Tsui was originally unaware of the reasons behind her revival among youngsters and the internet community. When it is explained to her, she professes indifference. She guesses people use her lyrics because they are unable to quite express their emotions through words and suggests that in a way, they treat her lyrics as slogans.

Tsui’s fame is not limited to Hong Kong or even the Mainland, she is hugely popular with the overseas Chinese and has held concerts around the world, including in Las Vegas, Singapore and Malaysia. Although she has slowed down from her heyday, Tsui still performs, singing to a packed auditorium at the Hong Kong Coliseum for eight nights in August this year. It is a venue she knows well after holding a record 43 concerts there.

In the late stage of her career,Tsui feels more committed to her fans than ever and this gives her the incentive to perform better. “I only had to be responsible to my boss when I first started my career but now I have to be responsible to my fans,” she says.

After 45 years on the stage, there is not much that can faze her. Unpredictable errors can occur at any time. The most memorable incident is when the power went out in the middle of a concert.

Tsui says that mishap was unlike any other because she had no idea how she should respond.

“I was singing the song Come Rain or Shine (風雨同路) and when I got to the line ‘there is darkness on the other side of light’, the lights went out completely,” she recalls.

Tsui panicked and struggled over whether she should stay on the stage or leave it. She decided to stay put and luckily, her team followed her lead. “I just stood there with the exact same pose, so did my dancers and band,” she says. “It lasted for at least seven minutes.”

When the lights went back on, she continued as if nothing had happened, and the audience broke into thunderous applause.

Moments like this remind Tsui that it takes courage and luck to be a singer,

“It’s like racing, you have to run to the finish line no matter what happens in between,” she says. It is a race she has not given up on yet, although the look of the racetrack has changed since she first started running.

Tsui acknowledges there is more creativity in popular music today, more song genres and performance styles. She says veteran singers like herself have been adding newer elements into their songs to suit changing audience tastes. But she still prefers old traditional songs.

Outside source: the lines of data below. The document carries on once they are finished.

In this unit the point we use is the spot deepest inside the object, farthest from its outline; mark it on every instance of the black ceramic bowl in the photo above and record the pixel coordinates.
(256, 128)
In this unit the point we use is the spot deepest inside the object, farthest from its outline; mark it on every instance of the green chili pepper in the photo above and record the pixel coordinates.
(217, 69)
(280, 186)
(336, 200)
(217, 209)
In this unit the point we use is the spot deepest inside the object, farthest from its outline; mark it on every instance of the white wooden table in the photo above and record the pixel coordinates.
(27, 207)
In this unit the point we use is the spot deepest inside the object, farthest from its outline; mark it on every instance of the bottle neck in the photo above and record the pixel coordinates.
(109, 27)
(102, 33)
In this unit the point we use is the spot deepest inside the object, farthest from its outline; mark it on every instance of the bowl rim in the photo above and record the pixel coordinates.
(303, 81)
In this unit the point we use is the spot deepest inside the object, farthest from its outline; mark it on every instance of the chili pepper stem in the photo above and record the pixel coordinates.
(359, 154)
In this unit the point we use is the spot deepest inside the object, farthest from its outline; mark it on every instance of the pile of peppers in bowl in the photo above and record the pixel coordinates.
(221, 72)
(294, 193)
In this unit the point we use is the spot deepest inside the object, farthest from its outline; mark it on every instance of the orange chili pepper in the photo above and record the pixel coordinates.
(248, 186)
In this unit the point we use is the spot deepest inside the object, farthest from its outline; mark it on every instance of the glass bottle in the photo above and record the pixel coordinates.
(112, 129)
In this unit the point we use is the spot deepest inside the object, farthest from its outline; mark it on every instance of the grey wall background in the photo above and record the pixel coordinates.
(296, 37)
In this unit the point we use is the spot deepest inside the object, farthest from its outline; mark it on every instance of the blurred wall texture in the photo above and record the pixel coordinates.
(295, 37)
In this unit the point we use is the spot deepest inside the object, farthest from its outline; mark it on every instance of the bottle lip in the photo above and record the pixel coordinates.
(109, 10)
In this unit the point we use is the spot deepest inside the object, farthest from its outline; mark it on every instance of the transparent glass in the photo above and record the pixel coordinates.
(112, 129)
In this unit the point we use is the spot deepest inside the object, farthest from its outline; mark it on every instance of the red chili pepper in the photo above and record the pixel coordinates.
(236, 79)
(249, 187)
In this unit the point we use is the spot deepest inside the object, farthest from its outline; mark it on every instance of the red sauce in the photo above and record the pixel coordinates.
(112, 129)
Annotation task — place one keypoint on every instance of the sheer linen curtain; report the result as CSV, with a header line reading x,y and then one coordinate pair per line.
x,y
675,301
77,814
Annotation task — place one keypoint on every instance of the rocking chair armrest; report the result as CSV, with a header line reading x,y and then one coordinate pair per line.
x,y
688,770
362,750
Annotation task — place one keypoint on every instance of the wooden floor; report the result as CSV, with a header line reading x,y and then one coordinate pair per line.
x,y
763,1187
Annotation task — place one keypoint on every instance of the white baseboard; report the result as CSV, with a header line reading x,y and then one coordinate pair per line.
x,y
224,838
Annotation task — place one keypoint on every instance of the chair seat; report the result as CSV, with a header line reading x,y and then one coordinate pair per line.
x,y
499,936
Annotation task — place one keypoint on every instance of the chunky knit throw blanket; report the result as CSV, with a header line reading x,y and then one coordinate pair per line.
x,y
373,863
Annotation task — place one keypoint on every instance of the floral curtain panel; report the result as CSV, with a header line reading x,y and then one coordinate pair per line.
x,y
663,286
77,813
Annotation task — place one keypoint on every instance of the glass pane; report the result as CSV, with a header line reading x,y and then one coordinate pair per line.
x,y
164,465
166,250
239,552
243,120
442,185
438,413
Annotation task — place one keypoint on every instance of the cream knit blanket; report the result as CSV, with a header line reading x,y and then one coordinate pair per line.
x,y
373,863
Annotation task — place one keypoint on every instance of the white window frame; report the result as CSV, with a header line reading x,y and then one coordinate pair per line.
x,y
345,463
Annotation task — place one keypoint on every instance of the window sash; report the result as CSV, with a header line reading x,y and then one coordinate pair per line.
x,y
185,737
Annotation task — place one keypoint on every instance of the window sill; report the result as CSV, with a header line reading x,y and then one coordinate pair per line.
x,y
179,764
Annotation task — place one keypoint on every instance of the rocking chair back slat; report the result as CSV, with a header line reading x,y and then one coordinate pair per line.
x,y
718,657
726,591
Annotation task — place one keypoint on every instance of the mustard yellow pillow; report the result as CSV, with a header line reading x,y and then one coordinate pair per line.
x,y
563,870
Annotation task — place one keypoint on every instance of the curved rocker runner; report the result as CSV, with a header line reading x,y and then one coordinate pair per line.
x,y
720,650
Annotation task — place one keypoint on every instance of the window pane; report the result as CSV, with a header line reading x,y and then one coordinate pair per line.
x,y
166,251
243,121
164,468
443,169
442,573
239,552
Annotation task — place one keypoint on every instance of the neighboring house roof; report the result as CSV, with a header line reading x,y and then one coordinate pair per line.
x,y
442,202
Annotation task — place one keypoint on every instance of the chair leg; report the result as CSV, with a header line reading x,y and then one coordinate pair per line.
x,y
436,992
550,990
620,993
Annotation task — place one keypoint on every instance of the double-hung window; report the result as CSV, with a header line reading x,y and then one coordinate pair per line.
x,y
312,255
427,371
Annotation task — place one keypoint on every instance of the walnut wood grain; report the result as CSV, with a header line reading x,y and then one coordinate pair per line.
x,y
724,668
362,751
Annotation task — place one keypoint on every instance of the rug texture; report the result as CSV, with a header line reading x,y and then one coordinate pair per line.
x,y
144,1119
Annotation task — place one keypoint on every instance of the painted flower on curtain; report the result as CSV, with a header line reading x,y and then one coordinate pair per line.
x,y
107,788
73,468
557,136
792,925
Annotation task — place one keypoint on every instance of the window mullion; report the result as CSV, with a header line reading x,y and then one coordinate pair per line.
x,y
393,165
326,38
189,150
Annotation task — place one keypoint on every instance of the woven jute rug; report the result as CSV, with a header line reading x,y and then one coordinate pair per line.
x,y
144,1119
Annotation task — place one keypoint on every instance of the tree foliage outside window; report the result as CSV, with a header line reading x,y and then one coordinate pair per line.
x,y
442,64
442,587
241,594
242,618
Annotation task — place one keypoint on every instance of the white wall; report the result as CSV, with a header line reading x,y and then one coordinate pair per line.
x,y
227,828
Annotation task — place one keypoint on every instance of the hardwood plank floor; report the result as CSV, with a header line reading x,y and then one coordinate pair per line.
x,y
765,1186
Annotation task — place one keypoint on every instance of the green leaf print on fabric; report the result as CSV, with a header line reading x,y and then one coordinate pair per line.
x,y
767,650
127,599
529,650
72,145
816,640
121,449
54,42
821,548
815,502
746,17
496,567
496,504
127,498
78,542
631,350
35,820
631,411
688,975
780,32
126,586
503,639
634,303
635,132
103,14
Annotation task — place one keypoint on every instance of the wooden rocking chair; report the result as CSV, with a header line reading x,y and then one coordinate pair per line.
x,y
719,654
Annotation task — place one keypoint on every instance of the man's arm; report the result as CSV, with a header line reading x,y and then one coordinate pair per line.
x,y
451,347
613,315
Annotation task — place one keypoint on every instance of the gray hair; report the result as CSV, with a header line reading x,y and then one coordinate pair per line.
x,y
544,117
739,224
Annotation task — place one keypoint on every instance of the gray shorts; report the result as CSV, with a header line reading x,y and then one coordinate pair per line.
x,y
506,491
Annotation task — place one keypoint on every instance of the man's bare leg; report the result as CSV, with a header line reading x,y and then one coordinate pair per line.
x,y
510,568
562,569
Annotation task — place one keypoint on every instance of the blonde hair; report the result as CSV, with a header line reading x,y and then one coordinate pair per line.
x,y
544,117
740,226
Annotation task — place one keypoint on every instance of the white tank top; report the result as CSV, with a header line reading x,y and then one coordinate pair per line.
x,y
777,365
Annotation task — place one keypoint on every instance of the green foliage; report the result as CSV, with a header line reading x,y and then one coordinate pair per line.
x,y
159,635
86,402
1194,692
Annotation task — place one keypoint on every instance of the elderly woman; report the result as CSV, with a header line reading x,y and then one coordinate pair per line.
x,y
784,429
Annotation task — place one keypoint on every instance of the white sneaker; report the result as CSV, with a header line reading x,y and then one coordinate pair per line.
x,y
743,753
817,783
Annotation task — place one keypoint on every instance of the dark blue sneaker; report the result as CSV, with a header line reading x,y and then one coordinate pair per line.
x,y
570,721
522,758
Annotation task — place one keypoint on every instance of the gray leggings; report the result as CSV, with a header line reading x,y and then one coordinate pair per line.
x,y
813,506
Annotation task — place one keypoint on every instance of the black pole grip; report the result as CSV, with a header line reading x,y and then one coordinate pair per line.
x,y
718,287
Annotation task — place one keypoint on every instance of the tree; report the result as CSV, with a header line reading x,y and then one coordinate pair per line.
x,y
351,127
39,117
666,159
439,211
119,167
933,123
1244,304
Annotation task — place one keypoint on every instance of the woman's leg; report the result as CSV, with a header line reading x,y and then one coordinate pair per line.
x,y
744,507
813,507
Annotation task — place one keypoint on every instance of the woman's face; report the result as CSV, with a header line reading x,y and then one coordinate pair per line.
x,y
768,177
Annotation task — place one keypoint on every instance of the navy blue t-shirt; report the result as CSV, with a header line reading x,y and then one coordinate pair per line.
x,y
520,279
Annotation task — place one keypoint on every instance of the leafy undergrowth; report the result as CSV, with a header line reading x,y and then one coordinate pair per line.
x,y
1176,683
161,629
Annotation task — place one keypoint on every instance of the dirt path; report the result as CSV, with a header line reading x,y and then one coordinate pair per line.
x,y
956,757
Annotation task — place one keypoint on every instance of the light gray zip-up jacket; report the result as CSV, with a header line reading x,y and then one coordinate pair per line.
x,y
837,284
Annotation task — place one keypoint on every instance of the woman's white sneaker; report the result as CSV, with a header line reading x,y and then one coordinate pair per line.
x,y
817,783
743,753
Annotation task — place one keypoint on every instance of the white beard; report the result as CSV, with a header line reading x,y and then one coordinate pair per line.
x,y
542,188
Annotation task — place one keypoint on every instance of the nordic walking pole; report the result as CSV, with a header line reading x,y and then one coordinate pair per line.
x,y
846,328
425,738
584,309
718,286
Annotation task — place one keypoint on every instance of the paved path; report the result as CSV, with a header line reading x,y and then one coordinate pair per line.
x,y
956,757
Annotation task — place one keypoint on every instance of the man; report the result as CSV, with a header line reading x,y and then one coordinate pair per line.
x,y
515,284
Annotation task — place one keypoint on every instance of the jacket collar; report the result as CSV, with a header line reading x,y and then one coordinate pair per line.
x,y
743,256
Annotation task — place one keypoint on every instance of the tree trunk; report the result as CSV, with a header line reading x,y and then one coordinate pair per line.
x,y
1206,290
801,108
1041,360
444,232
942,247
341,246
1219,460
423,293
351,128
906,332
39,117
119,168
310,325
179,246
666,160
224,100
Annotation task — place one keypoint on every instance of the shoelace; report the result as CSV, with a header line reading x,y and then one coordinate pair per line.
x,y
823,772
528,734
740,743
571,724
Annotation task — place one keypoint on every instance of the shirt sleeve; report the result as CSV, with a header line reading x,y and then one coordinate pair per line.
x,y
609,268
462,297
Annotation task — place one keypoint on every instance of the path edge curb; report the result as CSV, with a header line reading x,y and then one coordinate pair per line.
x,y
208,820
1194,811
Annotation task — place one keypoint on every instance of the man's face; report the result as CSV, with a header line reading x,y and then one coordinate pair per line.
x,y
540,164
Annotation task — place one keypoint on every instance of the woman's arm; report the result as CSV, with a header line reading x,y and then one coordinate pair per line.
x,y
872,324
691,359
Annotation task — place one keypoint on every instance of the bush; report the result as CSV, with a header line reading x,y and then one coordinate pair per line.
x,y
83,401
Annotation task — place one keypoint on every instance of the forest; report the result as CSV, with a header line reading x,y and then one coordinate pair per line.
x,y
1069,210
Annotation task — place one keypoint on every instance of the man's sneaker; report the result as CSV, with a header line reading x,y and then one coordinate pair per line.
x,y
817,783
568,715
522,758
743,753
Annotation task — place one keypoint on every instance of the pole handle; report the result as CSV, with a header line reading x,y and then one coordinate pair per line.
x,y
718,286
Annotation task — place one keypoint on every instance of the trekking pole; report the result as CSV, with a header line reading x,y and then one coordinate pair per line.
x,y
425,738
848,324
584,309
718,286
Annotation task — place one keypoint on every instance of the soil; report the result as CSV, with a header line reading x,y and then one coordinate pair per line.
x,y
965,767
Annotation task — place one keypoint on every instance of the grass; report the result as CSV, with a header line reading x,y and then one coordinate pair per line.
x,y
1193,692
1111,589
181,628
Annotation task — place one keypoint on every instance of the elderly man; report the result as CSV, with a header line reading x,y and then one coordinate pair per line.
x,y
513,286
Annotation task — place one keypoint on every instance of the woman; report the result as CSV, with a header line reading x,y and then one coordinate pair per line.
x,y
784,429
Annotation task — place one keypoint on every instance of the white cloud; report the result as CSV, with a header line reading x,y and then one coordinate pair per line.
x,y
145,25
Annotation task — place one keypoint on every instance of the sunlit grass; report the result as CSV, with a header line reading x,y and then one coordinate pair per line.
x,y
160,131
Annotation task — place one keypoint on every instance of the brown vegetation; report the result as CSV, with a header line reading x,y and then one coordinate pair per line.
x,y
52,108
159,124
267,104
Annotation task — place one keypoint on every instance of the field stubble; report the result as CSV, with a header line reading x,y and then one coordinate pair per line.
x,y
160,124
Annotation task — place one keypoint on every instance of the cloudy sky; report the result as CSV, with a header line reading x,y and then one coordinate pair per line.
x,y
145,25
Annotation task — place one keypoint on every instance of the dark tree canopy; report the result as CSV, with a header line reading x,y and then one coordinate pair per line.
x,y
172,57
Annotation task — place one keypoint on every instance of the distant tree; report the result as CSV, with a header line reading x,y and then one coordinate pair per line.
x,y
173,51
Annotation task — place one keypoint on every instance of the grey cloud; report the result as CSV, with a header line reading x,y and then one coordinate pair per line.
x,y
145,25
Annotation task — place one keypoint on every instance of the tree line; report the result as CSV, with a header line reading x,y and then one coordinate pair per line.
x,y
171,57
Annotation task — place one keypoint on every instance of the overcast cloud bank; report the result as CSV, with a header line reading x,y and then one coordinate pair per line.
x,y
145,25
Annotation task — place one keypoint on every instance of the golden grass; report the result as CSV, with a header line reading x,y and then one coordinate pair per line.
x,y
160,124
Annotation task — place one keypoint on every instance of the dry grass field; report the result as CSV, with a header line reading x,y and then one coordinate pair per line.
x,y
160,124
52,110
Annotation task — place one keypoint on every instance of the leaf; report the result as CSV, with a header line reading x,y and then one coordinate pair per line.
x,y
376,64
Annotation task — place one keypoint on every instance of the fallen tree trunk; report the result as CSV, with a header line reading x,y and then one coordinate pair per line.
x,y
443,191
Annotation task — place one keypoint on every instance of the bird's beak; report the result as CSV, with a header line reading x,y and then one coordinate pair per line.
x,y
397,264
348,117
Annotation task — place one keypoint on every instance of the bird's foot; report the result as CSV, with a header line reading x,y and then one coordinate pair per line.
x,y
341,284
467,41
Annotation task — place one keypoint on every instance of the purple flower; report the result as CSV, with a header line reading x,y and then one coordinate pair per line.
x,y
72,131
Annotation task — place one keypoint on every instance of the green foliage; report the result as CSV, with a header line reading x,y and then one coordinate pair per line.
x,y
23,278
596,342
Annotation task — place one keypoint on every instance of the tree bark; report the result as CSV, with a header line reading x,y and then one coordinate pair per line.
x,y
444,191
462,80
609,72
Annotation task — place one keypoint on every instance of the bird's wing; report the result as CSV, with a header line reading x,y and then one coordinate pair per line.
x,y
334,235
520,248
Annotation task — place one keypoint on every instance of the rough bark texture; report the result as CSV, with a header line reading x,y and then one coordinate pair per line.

“I think that traditional songs give me a complete story. They have a beginning, a transition and an ending,” she says.

Tsui’s story is still unfolding. She says she has never considered herself to be popular, even though people tell her she is well-loved by the public. Instead, she is just grateful audiences have not forgotten her and thinks that worrying about popularity would only give her pressure. Icon or not, Tsui says the most important key to success is to never give up on your dreams.

This is the motto by which she has always lived herself. She says she is not sure about any forthcoming plans but has never seriously considered retiring. For the foreseeable future at least – the show will go on.